The victim was walking to her mother's work after school on Tuesday when the attacked happened.
Her mother said her daughter had caught the bus from her primary school and got off at the college to wait for her sisters who had netball training. The three were meant to walk together, but she decided to leave early.
"The group of girls were all walking in front of her at first, then they doubled back and came up behind her. They followed her, were taunting her and came up to her. (My daughter) stood her ground but (the attacker) hit her, and hit her again."
An associate of the offender filmed the attack on a cellphone, later posting it on social media.
In the video, prior to the first punch, a girl calls out: "Are you a boy or a girl?" the victim responds: "Does it really matter?" "Yeah it does", a girl says before the victim replies: "No, it doesn't" then she is punched.
The victim was a girl but looked like a boy, her mother said.
"She wants to be a boy. If anyone calls her a boy it isn't a problem for her. She hasn't worn a dress since she was two-years-old. We have come to grips with it and that is how we have raised her....But these older kids are so nasty...calling her a "he/she or an it"."
A man on a bike who witnessed the attack came to her aid and he picked her up and walked her back to the college to her sisters, she said.
The mother took her to the police station and when they came out the girls were waiting outside.
"They were laughing . . . I turned around and said, 'You think you are tough beating up a 10-year-old?' (The attacker) said, 'Yes, I do and I would do it again'."
The girls called the mother "a n...er and a slut", she said.
The family did not realise a video of the attack had been posted on social media until later the night.
"I felt sick to my stomach seeing it. She holds her own, but there is no way she could stick up for herself. She has a sore head and is also terrified to go to school."
Her daughter found it hard adjusting to school and she feared the attack would set her back.
"It was only term two I was able to drop her to school and leave without her crying and the teachers having to take her away. I am so scared this is going to set her back. She is adamant she is not going next year...Her primary school teachers, student and parents are so accepting but I am getting worried she is going to start questioning herself because of these close-minded people. Some people can't get past the fact some people are not in their right bodies."
Sergeant Bruce Terry said police had received the video and were investigating the incident.
"Police have spoken to a number of witnesses and, along with other agencies, are working with the families of those involved. While this is an ongoing investigation, and in order to protect the identities of the young people involved, it is not appropriate to comment further."

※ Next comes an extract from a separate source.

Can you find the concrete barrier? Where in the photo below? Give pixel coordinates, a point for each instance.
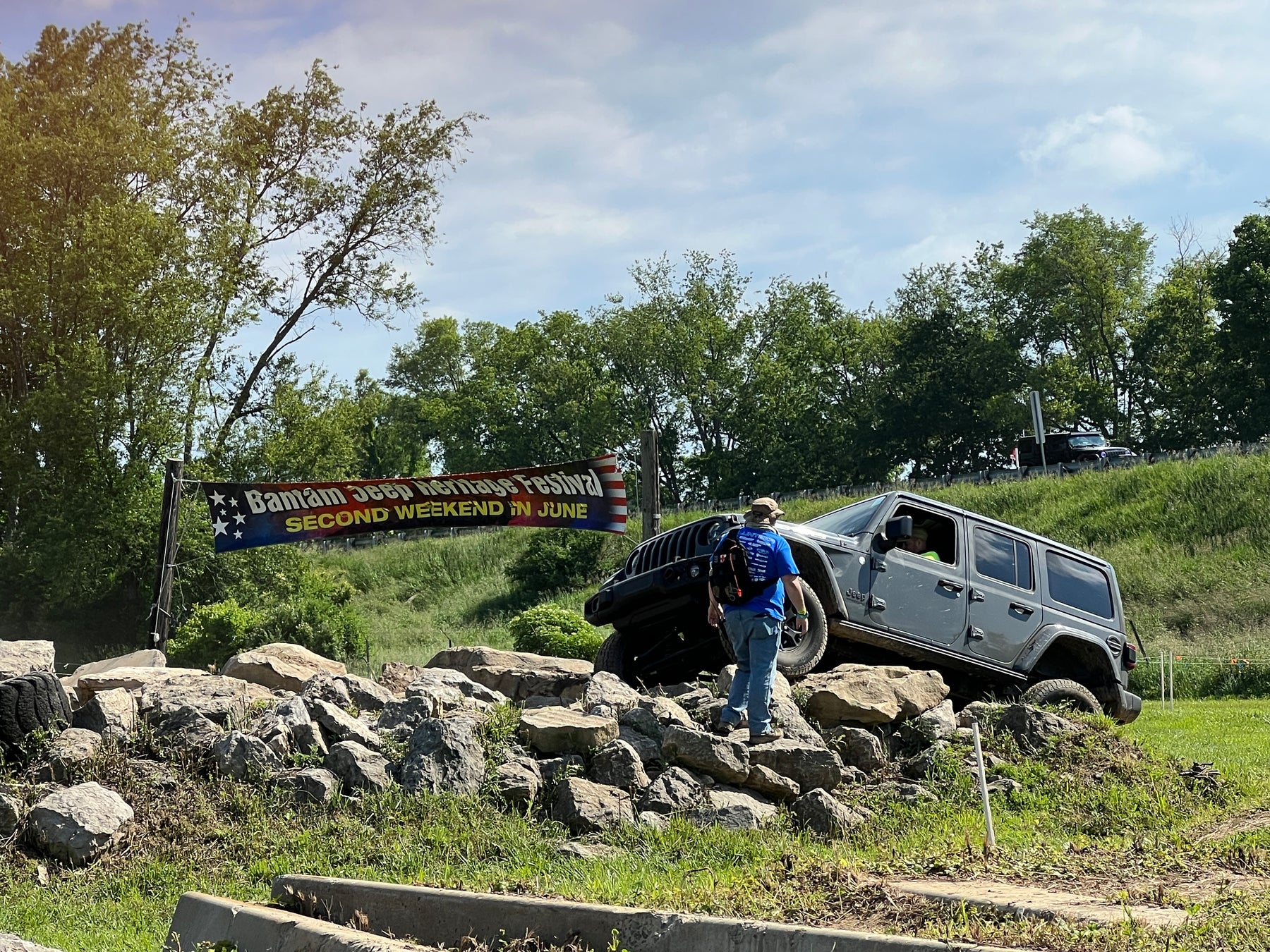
(446, 917)
(254, 928)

"It is disappointing that a video of this nature is being shared through social media and police are working to have the footage removed. We ask members of the public to consider the individuals' privacy and not to share the post or posts of this nature further, which may cause further harm to the victims."
The principal of the girls accused of the attack was aware of the video and said the school was "very concerned".
"I have been in contact with the local police and the matter is being followed up by them.
"I understand that the assault happened after school, off school grounds between a student who attends our school and a student from a local primary school.
"Because of this it is a matter for the police to investigate and take action on."
School staff had also been made aware of the video and were monitoring students to ensure they were supported and kept safe, the principal said.
The principal had checked with New Zealand Schools Trustees Association on what disciplinary action the school could take and he was informed that they had no ability to use their school's discipline procedures because the incident happened after school hours and off school grounds, he said.
"I have had this confirmed by the Ministry of Education Dunedin Office."
Netsafe's chief executive officer Martin Cocker said the act of posting a video of an attack online should be viewed as a separate attempt to harm the victim.
"You need to think about the posting and the physical assault as two separate attempts to harm the person. Posting the video is a different sort of harm because you are continuing to tell the victim they are hopeless, de-powered and continue to be vulnerable to this other group."
The fact digital content could be harmful was recognised in New Zealand law, he said.
"Parents and educators are required to constantly reinforce to young people that this kind of thing is more than unacceptable, it is unlawful."